A memorial Mass for Sister Paula Gonzalez, a Sister of Charity, environmental campaigner and biologist known as the “Solar Nun”, took place yesterday in Ohio.
Sister Gonzalez, who died at the age 83, earned the nickname after transforming a chicken barn into a passive solar house; her work was featured in the 1993 PBS series Earthkeepers.
Outside of TV coverage, Sister Gonzalez was dedicated to environmental learning and awareness. After earning her doctorate in biology at The Catholic University of America, Washington, Sister Gonzalez taught biology at the College of Mount St. Joseph in Cincinnati for 21 years.
She undertook an estimated 1,800 speaking engagements on ecological matters, and attended the 1992 “Earth Summit” in Rio de Janeiro. Sister Gonzalez described the event as “a watershed moment in history,” adding: “This many people coming together to choose the future: This is the beginning of the ecological era.”
Assessing the Earth Summit’s impact a decade later, Sister Gonzalez said: “Governments are beginning to recognise that, in some areas, non-governmental organisations have better expertise than they do, and there is a new willingness to be collaborative rather than directive.”
Sister Gonzalez also shared billing with the late astronomer Carl Sagan at the 1990 “Intercontinental Conference of Caring for Creation” in Washington, sponsored by the interfaith North American Conference on Religion and Ecology.
“You and I,” she told the conference, must be the “co-creators” of “the divine creation” because “God can’t do it without us.

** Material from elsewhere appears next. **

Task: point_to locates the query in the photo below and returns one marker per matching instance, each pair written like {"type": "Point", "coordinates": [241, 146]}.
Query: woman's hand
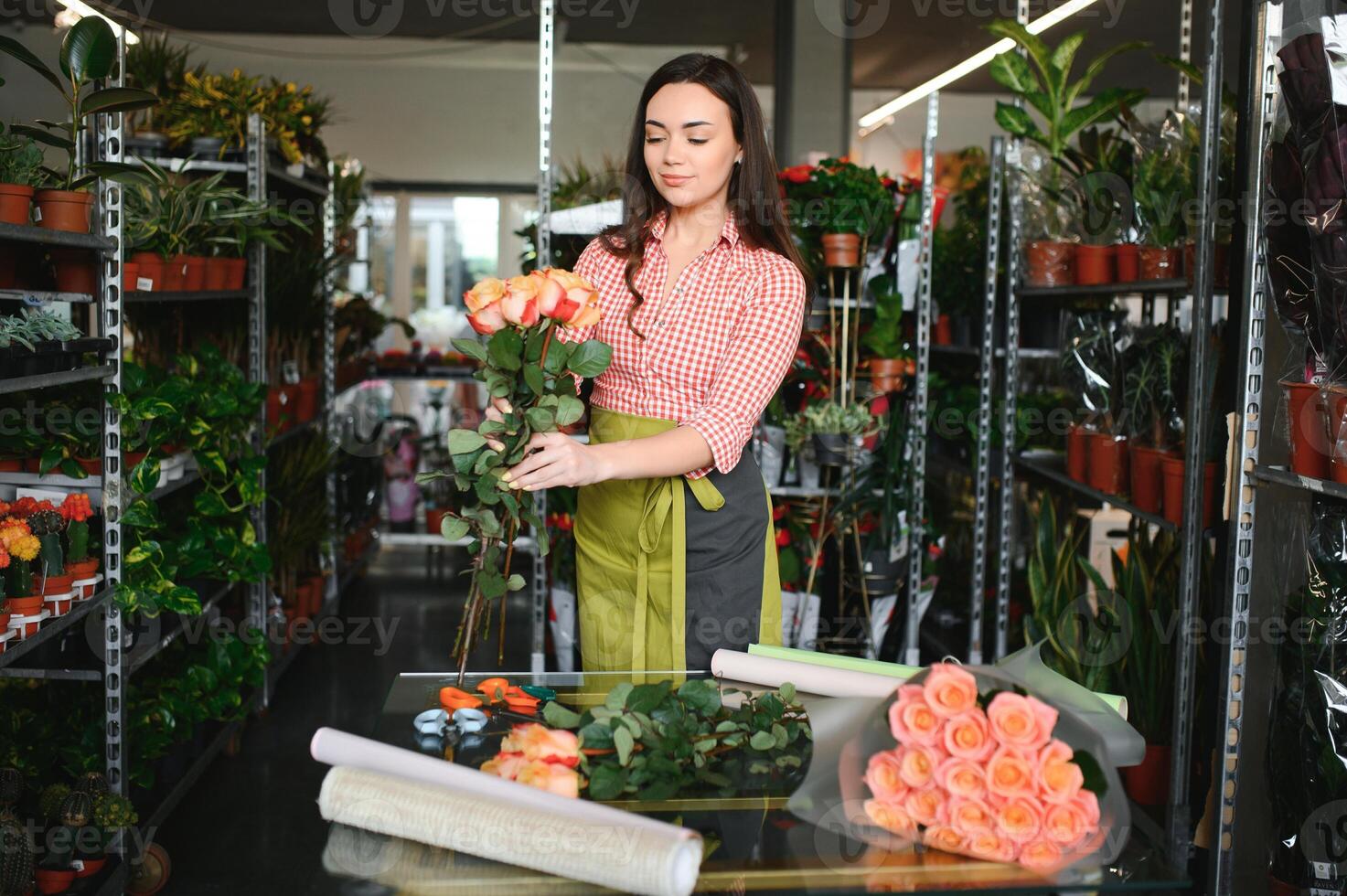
{"type": "Point", "coordinates": [555, 460]}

That’s the commitment we have to make.”
In 2015, Sister Gonzalez hailed the issuance of Pope Francis’ encyclical “Laudato Si’, on Care for Our Common Home,” saying it is “going to thrust the question of planetary realities through the church.
“People of every faith and no faith are waiting to see what he has to say. Everybody in their gut knows we have gotten way too greedy. We have become addicts of fossil fuels and addiction is a terrible situation.”
Sister Gonzalez founded EarthConnection, an environmental learning centre in Mount St. Joseph, which showcases various renewable-energy technologies and conducts tours, internships, and environmental educational programs.
She was also a co-founder in 2007 of Ohio Interfaith Power and Light, a coalition of religious people responding to climate change. She supported the work of the Alternate Energy Association of South-western Ohio, and served as president for a term. She developed audio courses in earth-healing, and wrote several articles and book chapters on eco-spirituality, conservation, renewable energy and spiritual ecology.
The Sister of Charity died in hospice care on July 31 2016 in Mount St Joseph.